Each of the little villages associated with the small town of Pinoso, the pedanías, have a weekend fiesta sometime over the summer. It's the turn of Culebrón this weekend. It's happening now.

So far we haven't been to anything that's been put on at this year's fiesta and I suspect that we won't be going over for the rest of the event tomorrow. To be honest the programme isn't that important, it's more the idea that the village is as full as it ever gets, that people are around and that they do things together with a lot of laughing as a part of the recipe. In the past the event had a sort of curtain raiser in a meal organised by the Neighbourhood Association the weekend before but that hasn't happened twice in a row now, possibly because of differences of opinion between a couple of key village personalities. As I haven't rejoined the Association this year I wouldn't be able to attend even if it had happened!

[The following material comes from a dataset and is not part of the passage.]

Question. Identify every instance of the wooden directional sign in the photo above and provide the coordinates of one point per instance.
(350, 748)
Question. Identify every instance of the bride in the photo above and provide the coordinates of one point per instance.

People who have a "weekend home" in the village will use it this weekend if they ever do. When the football competition was on I'm sure some of the spectators had time for a chat and maybe a beer. Whilst the children were served cake with chocolate the adults probably chatted and sat around, maybe with a beer. I've only glanced at the programme for this year but it hasn't changed much over the past few years. The big events are the meal on the Saturday and the mass and procession on the Sunday where the figures of San Jaime and San José are paraded around the village. Since 2013 there has also been a walking and running race that attracts a lot of competitors and fills the village in a way that doesn't happen on any other day of the year.

I can hear the after dinner music now, as I type. We would usually be there but the last couple of times it has all been a bit lacklustre and we have had our incomer status emphasised in various and subtle ways.

I was very clear to Maggie that I didn't want to go but she thought we should. Her argument centred around the fact that we live here. So, at the last minute, and way past the closing date for reserving a place, Maggie made an effort to book us in for the meal. She phoned, texted and sent another message but the pedánea, a sort of village mayoress didn't reply.